The steady increase in exam pass rates over the past decade may have more to do with a rise in the number of middle-class teenagers than the quality of students or teachers, according to the Government’s exam quango.

This week’s A-level results showed the 17th successive rise in the pass rate. Some critics say this is because today’s exams are less rigorous, but an analysis by the Qualifications and Curriculum Authority found three alternative causes.

Officials identified improved teaching and clearer information about exams, as well as a 20 per cent rise in the proportion of teenagers from higher income homes since 1989.

A QCA spokesman said: “Pupils from middle-class families traditionally do better in exams so, with an increase in their number, we might expect results to get better overall.”

However, an academic who has studied the impact of birth rates and social class on exam performance believes that UK demographics mean that the results will soon level out.

Professor Roger Murphy, director of research at Nottingham University’s school of education, said that the rise in the proportion of middle-class births in the Sixties and Seventies had had a knock-on effect in exam results.

But this proportion was now falling as the number of children born to working-class families increased.
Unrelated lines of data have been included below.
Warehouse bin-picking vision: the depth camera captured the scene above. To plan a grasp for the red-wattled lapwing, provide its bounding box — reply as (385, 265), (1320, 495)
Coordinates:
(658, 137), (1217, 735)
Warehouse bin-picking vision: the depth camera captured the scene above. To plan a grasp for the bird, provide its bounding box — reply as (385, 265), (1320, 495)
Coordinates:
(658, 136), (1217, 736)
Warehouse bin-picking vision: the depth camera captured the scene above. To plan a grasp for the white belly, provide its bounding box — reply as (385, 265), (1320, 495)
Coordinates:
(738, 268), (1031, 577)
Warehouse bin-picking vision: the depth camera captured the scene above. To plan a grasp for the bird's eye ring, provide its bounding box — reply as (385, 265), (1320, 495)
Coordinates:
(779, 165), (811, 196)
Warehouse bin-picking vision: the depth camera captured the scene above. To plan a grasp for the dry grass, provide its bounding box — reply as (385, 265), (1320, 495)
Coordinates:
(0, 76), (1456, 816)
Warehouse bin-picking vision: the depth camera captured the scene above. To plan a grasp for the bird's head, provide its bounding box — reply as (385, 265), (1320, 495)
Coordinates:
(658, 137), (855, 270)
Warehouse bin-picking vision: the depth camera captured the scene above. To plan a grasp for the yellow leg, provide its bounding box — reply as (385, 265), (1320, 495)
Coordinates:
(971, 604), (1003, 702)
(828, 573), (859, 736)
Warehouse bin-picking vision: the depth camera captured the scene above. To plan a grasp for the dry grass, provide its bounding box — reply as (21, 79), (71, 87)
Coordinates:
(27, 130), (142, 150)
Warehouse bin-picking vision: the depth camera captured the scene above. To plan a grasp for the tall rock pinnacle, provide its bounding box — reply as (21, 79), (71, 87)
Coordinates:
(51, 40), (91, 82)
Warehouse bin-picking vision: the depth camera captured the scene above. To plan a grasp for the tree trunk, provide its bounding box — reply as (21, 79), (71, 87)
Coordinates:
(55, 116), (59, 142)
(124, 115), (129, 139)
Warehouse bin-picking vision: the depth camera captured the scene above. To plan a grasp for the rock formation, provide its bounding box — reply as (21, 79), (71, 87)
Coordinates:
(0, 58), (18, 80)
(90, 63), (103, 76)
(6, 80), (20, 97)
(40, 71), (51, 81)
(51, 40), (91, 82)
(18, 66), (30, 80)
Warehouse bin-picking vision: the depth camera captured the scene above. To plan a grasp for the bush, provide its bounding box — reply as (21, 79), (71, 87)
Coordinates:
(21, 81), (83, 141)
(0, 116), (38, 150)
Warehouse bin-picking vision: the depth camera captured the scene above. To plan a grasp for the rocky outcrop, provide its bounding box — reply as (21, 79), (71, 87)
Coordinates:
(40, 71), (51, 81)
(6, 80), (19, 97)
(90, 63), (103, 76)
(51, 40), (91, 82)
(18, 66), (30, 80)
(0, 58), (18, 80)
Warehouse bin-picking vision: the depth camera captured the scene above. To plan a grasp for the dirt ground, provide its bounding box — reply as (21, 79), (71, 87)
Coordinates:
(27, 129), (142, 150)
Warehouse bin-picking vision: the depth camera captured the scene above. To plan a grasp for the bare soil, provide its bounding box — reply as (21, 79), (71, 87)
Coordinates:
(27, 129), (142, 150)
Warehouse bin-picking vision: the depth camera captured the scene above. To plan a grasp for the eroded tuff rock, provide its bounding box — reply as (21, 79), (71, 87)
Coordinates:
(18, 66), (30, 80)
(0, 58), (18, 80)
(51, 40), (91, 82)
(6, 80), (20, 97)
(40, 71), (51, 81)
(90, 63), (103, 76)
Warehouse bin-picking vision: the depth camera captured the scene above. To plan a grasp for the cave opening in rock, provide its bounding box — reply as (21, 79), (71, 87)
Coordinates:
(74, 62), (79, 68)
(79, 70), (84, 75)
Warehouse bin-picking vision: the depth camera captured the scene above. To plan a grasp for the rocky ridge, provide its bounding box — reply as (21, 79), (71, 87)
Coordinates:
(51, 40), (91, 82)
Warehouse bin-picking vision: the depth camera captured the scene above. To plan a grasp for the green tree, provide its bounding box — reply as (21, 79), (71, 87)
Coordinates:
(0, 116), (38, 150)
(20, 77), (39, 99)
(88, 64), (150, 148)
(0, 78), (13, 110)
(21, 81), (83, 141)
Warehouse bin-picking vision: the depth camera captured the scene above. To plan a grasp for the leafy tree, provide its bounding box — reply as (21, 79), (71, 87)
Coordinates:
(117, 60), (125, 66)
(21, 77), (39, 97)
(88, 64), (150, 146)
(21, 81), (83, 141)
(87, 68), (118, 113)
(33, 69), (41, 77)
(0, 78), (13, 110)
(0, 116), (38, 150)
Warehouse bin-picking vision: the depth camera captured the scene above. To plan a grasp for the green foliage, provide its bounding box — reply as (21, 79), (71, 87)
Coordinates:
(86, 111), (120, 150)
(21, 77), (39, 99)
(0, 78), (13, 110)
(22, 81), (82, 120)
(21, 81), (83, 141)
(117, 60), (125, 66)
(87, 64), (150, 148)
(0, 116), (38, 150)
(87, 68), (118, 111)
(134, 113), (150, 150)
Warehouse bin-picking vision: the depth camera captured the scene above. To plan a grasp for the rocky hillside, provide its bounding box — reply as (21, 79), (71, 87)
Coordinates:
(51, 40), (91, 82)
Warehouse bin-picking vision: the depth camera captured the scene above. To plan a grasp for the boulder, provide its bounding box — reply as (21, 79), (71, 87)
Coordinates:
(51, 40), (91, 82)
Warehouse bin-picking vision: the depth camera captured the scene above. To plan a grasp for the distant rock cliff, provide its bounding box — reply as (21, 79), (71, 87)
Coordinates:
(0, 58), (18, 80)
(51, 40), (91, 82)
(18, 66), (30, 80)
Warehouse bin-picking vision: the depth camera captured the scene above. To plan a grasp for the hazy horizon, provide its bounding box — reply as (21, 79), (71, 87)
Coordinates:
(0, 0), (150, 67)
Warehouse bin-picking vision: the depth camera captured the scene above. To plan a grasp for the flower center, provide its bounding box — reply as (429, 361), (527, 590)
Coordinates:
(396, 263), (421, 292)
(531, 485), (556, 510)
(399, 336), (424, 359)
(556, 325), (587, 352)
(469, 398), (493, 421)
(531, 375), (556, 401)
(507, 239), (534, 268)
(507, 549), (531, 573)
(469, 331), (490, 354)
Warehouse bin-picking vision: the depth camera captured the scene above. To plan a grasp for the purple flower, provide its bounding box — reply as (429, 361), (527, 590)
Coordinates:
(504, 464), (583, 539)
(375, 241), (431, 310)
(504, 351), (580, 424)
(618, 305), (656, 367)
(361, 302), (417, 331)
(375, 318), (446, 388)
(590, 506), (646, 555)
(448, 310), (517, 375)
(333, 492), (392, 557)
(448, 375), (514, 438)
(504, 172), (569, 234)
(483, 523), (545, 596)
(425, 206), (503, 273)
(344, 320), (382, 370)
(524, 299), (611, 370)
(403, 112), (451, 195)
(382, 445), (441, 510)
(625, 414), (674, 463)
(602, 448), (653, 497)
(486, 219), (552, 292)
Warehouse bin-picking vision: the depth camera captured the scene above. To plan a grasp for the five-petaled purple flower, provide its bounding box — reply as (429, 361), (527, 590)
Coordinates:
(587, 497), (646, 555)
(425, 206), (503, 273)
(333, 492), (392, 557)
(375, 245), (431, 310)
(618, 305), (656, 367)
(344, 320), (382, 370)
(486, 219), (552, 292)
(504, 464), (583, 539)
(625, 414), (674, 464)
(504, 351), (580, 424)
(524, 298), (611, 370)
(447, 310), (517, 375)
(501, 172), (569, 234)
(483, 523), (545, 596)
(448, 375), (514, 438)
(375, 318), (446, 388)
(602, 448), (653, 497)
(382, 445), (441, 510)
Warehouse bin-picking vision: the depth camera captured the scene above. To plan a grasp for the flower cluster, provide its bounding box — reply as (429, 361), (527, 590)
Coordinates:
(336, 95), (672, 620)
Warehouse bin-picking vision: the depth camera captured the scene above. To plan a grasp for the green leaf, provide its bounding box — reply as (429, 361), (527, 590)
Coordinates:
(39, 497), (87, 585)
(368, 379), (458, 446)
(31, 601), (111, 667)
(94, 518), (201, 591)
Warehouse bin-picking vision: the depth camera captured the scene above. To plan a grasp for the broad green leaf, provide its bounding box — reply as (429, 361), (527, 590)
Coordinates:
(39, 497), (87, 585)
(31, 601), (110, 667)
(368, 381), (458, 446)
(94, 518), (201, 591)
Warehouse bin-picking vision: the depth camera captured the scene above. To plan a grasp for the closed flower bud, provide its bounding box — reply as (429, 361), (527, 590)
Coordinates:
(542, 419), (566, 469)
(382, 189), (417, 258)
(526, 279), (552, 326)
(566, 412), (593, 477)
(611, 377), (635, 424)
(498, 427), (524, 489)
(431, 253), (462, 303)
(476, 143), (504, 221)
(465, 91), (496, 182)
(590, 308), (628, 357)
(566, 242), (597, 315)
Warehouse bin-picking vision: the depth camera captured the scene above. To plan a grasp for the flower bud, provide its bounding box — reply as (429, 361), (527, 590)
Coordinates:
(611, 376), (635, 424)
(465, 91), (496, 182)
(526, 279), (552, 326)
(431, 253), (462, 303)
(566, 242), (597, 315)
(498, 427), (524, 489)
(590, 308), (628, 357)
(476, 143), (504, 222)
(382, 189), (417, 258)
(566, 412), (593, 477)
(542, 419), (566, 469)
Professor Murphy said: “There is a 16 to 18-year time lag. But since 1977 the birth rate has been picking up again, particularly in social groups, such as working-class families, where there had been a pronounced fall.”

This year’s results also revealed that weaker candidates turned their backs on A-levels in favour of AS exams.

Although there were 1.1 per cent fewer 18-year-olds this year, 2.7 per cent more students sat AS-levels this summer - the same standard as an A-level, but half the content. However, these students did not do as well as last year’s with fewer than one in five getting an A or B grade compared with more than one in three A-level candidates.

Dr Ron McLone of the A-level boards’ general council, said: “Some candidates, especially those on modular courses, are deciding they cannot cope with A-level and want to take the AS instead. These are likely to be the weaker students.”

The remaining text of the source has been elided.